Nearly 25% of APAC Adults With Internet Access May Own Crypto, Report Says
Nearly a quarter of internet-connected adults in the Asia Pacific region may own cryptocurrency, though usability and accessibility remain key barriers, according to a report by CoinDesk and Protocol Theory.
The study surveyed 4,020 adults across 10 countries—including India, Thailand, the Philippines, South Korea, Hong Kong, Singapore, China, Australia, Japan, and the UAE—and extrapolated the findings to the broader APAC population. It found that limited access to traditional financial services continues to drive crypto adoption, with stablecoins used by roughly 18% of adults in emerging markets.

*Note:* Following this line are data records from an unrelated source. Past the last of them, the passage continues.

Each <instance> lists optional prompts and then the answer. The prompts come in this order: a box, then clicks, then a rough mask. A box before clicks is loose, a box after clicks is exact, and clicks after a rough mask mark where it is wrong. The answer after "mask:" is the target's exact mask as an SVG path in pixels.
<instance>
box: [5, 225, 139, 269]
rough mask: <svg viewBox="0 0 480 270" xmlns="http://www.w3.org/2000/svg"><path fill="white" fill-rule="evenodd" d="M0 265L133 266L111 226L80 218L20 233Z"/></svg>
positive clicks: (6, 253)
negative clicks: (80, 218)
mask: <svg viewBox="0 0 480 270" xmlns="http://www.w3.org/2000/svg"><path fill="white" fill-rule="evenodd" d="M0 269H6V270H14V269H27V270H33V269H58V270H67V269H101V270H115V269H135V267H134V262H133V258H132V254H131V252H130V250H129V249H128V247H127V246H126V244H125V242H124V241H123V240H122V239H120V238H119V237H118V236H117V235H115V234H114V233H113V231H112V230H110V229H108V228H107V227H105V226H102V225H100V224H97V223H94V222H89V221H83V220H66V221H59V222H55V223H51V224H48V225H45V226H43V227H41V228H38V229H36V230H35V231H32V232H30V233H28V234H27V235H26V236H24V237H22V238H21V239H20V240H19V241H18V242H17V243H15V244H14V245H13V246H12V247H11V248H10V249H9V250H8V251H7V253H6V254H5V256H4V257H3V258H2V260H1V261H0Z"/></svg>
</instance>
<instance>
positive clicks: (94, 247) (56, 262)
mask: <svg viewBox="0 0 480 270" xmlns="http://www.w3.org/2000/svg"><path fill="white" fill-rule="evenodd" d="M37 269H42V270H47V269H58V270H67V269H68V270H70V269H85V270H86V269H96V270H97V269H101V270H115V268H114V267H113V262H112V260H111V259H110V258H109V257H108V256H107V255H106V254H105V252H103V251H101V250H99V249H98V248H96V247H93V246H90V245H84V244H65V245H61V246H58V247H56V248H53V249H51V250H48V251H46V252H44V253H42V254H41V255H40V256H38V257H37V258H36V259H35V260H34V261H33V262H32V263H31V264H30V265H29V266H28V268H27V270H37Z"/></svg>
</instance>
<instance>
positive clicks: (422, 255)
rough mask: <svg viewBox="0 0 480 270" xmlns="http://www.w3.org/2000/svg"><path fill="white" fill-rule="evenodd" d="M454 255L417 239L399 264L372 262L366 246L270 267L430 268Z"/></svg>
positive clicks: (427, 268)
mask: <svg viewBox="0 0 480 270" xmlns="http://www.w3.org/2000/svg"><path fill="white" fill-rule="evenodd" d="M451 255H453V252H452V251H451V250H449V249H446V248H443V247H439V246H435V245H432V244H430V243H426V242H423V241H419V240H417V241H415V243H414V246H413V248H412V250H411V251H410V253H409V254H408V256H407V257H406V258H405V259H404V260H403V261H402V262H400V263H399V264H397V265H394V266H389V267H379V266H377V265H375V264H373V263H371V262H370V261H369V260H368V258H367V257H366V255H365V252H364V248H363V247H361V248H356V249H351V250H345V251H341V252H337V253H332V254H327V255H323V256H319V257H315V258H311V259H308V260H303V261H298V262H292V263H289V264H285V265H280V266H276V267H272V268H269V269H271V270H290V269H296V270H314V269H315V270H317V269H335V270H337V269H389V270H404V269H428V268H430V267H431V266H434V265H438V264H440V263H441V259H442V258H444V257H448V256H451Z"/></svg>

The report highlighted that the pace of adoption will depend on how easily digital assets can be integrated into daily life. “Participation is now shaped by usability, integration, and inclusion rather than speculation,” it said. “Stablecoins, remittances, and tokenized assets are becoming practical foundations of a cross-border digital economy, supported by regulatory frameworks designed to enable participation.”
According to the survey, about half of adults aware of cryptocurrency plan to use it within the next year, despite only modest growth in adoption over the past 12 months. Respondents were aged 18–64 and had prior awareness of crypto.
One factor limiting adoption is that traditional financial services—digital banking, remittances, and bill payments—remain relatively easy to access compared with the perceived complexity of wallets, exchanges, and token transfers.
Regulation is emerging as a key driver of trust. Over 70% of adults in emerging markets—including the UAE, India, China, the Philippines, and Thailand—said regulatory clarity is important. That figure falls to around 66% in Hong Kong, Australia, and Singapore, and below 50% in Japan.
“In emerging economies, regulation bridges institutional gaps and signals legitimacy,” the report noted. “In mature markets, it mainly manages risk rather than driving adoption.”